Privacy & Information Security Law Blog

On May 10, 2023, the Texas Senate passed H.B. 4, also known as the Texas Data Privacy and Security Act (“TDPSA”). The TDPSA now heads to a conference committee between the Texas Senate and House to rectify the differences between the Senate and House versions. If the TDPSA is signed into law, Texas could become the tenth state to enact comprehensive privacy legislation.
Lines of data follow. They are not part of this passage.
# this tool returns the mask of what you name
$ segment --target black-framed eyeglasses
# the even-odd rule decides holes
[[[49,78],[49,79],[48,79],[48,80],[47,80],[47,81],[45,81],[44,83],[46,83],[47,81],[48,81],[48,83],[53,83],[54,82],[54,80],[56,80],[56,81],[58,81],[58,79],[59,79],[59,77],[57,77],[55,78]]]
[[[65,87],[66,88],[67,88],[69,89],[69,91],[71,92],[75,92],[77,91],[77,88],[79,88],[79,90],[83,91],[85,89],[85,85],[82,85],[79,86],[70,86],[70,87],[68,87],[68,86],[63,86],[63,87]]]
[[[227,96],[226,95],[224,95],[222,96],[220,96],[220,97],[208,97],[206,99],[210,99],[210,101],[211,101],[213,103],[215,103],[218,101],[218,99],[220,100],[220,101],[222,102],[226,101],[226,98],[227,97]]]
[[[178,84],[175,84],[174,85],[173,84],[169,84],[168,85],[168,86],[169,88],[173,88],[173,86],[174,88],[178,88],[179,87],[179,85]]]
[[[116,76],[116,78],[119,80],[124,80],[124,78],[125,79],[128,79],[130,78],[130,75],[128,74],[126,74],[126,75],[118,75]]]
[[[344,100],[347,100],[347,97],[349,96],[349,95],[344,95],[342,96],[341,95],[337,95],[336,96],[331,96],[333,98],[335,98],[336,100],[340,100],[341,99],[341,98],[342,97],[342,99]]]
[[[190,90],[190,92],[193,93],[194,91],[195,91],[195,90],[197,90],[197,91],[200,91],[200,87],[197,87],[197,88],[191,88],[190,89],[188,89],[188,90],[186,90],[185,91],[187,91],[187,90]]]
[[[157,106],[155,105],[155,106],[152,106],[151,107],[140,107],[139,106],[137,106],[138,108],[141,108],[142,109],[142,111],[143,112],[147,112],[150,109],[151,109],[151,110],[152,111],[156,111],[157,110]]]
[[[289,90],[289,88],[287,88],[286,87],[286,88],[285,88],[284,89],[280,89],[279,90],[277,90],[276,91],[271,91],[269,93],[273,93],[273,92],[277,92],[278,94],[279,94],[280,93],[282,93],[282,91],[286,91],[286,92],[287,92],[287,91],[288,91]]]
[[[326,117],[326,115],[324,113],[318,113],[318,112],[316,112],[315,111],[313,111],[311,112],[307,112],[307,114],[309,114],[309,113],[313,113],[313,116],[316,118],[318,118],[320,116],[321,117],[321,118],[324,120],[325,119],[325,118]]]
In addition to the provisions of H.B. 1844, the TDPSA:

• Revises the definition of personal data to include pseudonymous data only when the data is used by a controller or a processor in conjunction with additional information that reasonably links the data to an identified or an identifiable individual;
• Adds a requirement that if a controller sells sensitive or biometric data, the controller must disclose that fact in its privacy policy;
• Requires small businesses, as defined by the United States Small Business Administration, to receive consent from consumers before selling consumers’ sensitive data;
• Directs the Texas Attorney General to provide (1) information outlining consumer rights and the responsibilities of controllers and processors under the TDPSA, and (2) an Internet mechanism for submitting consumer complaints; and
• Introduces prescriptive requirements for curing a violation.

Update: On June 18, 2023, Governor Greg Abbott signed House Bill 4 into law, making Texas the eleventh state to enact a comprehensive privacy law. Most of the provisions of the TDPSA will take effect on July 1, 2024. Certain provisions regarding submitting requests via authorized agents will take effect on January 1, 2025.